Abstract
BACKGROUND:
News coverage in popular media can shape public perspectives on occupational issues. Few studies exist concerning how occupational injury and fatality are represented in the news.
OBJECTIVES:
This study examined how injuries, fatalities and worker characteristics were represented in newspapers compared with official government statistics. It also examined what individuals or organizations were most often included by reporters to provide interpretations of injuries and fatalities.
METHODS:
Quantitative content analysis was used to examine 304 newspaper articles from between 2007 and 2012 representing the nine most populous cities in the province of Ontario, Canada. Government data came from reports compiled by the Workplace Safety and Insurance Board (WSIB) of Ontario.
RESULTS:
Compared to workers’ compensation board records, physical characteristics of injuries and fatalities were skewed toward the acute traumatic.

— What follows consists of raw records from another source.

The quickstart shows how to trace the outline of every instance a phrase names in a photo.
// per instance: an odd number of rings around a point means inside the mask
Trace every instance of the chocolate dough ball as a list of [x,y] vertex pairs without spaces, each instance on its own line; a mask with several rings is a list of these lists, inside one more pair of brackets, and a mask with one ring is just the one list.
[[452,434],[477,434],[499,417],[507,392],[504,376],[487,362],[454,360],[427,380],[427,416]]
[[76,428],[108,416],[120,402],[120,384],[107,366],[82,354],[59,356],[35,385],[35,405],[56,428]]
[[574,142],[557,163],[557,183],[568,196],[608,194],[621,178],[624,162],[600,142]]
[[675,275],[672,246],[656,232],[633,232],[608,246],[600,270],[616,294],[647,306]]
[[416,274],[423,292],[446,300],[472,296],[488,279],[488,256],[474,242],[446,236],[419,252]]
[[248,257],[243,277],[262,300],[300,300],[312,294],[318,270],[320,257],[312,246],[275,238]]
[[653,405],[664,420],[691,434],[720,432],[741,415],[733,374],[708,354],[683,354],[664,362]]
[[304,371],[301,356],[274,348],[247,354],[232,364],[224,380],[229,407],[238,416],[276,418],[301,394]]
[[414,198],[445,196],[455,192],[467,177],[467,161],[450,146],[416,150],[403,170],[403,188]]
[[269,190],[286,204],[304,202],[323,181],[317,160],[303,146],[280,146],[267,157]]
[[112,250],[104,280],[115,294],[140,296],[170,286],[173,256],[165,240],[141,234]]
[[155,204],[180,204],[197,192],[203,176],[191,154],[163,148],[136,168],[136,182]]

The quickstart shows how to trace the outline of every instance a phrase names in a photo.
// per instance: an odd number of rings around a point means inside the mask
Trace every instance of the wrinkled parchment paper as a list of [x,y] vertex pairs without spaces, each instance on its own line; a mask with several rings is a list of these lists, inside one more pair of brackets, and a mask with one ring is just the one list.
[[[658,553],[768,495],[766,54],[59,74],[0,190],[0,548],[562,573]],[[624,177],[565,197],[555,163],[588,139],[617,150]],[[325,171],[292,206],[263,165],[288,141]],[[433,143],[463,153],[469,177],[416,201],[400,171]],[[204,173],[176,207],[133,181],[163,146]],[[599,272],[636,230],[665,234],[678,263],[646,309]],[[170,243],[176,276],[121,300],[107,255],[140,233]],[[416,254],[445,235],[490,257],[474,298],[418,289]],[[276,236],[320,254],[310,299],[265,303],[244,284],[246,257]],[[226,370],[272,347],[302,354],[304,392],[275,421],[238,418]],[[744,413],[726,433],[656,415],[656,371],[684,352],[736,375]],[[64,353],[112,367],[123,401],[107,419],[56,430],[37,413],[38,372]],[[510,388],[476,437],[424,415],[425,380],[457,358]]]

Women were dramatically underrepresented in newspaper articles. Age distributions were represented. Goods-producing, transportation and resource extraction occupations were overrepresented while services were underrepresented. Worker voices were largely absent in newspaper accounts compared with law enforcement, the State and management.
CONCLUSIONS:
How workplace injury and fatality are framed, and who contributes to these frames, serves to shape public interpretations of occupational injury and fatality and how occupational health and safety issues might be addressed in the future.